On comprend peu à peu qui est qui dans un film où la part d’ombre réservée au spectateur est aussi celle que vivent les personnages qu’ils soient à la recherche de leurs proches ou bien soucieux de l’avenir de leur pays. Chacun ici pense agir pour une juste cause. Tous pour la liberté et le bonheur du peuple pour lesquels deux camps s’affrontent, pour Nayola qui met en avant l’amour pour son mari au détriment de celui dû à sa fille, ou, pour Yara, sa liberté d’expression risquant de compromettre ses proches. Rien n’est simple quand le moindre choix implique la prise en compte du danger et de conséquences pour autrui. Surtout au moment où la guerre sépare les familles, faisant disparaître certains de leurs membres ou les conduisant dans des camps opposés.

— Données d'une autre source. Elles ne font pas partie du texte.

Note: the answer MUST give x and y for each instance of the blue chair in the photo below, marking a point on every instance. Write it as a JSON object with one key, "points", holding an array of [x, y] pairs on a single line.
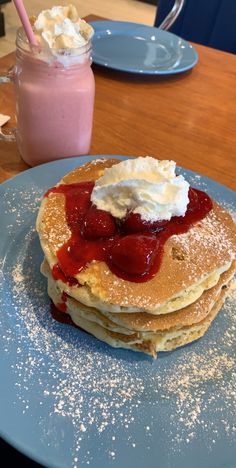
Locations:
{"points": [[208, 22]]}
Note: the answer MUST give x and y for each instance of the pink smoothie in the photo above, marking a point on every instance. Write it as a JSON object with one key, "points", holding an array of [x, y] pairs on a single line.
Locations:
{"points": [[54, 108]]}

Le réalisateur entrelace les temporalités, les souvenirs, les secrets et les rêves, brouillant parfois les pistes par des images dont on ne sait pas vraiment à quel monde elles appartiennent. Mais peu importe, la frontière ténue entre le réel et l’irréel ne reflète-t-elle pas justement ce qui sépare nos désirs de leur réalisation ?

L’animation est pleinement au service du récit. Le dessin qui utilise des tons vifs faisant apparaître dans les décors de larges coups de pinceau, laisse par moments la place à d’autres techniques dont des images d’archives retravaillées. Ce mélange des genres picturaux renforce alors l’aspect onirique de certains passages.

Autre élément important, la présence de la nature et des animaux, dont un chacal qui suit Nayola, tel Anubis ou Kali les divinités des morts, et qui finira par se fondre en elle, rappelant que l’homme n’est qu’une partie du vivant.

Bref, un film intense, magnifique dans sa réalisation, et d’une grande originalité dans son traitement.